Some pretty amazing stats. How is he not in the Hall already? :smack:
I have a hunch he’ll get in soon.
It was right there in the article.
Plus, you know, he played in Cleveland.
Well, tomorrow, which is close enough to “now.”
My shock stems from the fact I didn’t realize he played all the way to 2012. I had thought he must have been eligible before this year. My bad. :o
How in all that is holy did Miguel Tejada beat him for the MVP in 2002? Miguel Tejada at BBRef: https://www.baseball-reference.com/players/t/tejadmi01.shtml. Thome: https://www.baseball-reference.com/players/t/thomeji01.shtml
From those, in 2002, Tejada: .308/.354/.508. 34 HR/131 RBI. 128OPS+ 7 SB 5.6 WAR. The A’s went 103-59.
Thome: only 147 games as opposed to Tejada’s full 162, but see: .304/.445/.677 (giggle) 52 HR/118 RBI. 197 OPS+ 1 SB (lol) and 7.4 WAR. Oh, but the Indians went 74-88.
WTF, BBWAA? ARod should’ve been even more pissed, with his 8.8 WAR. (The Rangers were their usual ineptness, going 72-90.) It’s Thome and Rodriguez’s fault they didn’t have Barry Zito and Mark Mulder pitching for their teams?
I may be new here, but is the MVP award basically given to the best guy on one of the best two or three teams that year? Anyway, Thome’s a Hall of Famer in my book. You want to first clear the backlog of all of the eligible players we somehow manage to not vote for in our little contest here, be my guest, but he needs to be in at some point.
You can go back through the historical MVP voting and find lots of egregious examples using WAR. Juan Gonzalez in '96 with 3.8 when Ken Griffey jr. racked up 9.7, for instance. Voters had different criteria and they seemed really, really enamored with RBI.
Historically, that has, in fact, often been the case.
Andre Dawson won the NL MVP in '87 for a Cubs team that finished in last place in the NL East, and that was seen as a surprise – everyone agreed that he’d had a monster year (49 HRs, 137 RBIs), but the MVP simply wasn’t given to players on last-place teams. ISTR that the conventional wisdom was, “how valuable can a player be if the team itself is bad?”

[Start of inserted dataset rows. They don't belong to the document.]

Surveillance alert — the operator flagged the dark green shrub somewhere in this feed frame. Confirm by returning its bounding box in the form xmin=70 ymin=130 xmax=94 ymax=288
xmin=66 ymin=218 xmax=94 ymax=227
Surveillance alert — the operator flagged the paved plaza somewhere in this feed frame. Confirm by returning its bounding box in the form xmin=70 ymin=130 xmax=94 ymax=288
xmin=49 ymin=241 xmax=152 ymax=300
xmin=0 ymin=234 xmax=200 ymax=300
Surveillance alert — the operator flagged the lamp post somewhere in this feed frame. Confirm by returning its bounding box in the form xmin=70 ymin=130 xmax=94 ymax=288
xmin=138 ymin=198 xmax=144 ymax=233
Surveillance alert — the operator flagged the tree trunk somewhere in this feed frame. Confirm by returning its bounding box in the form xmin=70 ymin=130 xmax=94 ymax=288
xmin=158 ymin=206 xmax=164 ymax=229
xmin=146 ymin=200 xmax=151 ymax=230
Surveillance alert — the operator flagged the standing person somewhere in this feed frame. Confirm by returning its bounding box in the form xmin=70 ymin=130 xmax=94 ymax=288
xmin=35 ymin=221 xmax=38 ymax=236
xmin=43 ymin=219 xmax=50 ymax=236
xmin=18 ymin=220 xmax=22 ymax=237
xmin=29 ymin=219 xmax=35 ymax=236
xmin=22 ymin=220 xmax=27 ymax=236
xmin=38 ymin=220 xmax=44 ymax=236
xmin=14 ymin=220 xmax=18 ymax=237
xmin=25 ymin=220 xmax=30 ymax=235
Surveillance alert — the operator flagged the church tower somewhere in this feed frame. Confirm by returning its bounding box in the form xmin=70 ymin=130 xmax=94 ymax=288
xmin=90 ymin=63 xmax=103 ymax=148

Ironically, if advanced sabermetrics had been a thing back then, maybe Dawson would not have won that award. His WAR was a good-but-not-amazing 4.0.
Just in case it wasn’t clear from some of the earlier, teasing posts in this thread: Thome is in the Hall of Fame. He was elected in his first year of eligibility, and his induction ceremony is this very afternoon.
Yeah, I thought I remembered that he’d been elected, but then I read the OP and got confused whether he did or didn’t. Well deserved, in any case.
The ESPN article going into each of this year’s inductees is unintentionally hilarious because of the logic the author uses to justify these inductees and not other deserving candidates. I skipped Jack Morris’s blurb, expecting a train wreck, but Vlad Guerrero’s is really funny: ‘Sure, Larry Walker and Dwight Evans should be in by the numbers if Vlad’s in, but Vlad looked like a Hall of Famer!’
I guess I don’t understand their reasoning behind giving it to the guy on the best team. It’s a team sport. Why should a player who clearly had a much better year—not that WAR is the be-all end-all of value—be penalized just because his team sucks? He can’t help that. But it does seem to be the way they’ve always determined the award.
In 2002 advanced metrics were not all easily available or understood, and the argument that a very good hitter who was also a fine defensive shortstop was more valuable than a much better hitter who was a crappy fielder is a pretty logical one. That is literally not one of the 20 worst MVP decisions ever made, and, in fairness, Thome did not deserve the award even if Tejada also didn’t.
I think it’s the one year that there is a good argument for Thome being the MVP. After all, he finished second in WAR to a player who later admitted that he was using P.E.D.s that season.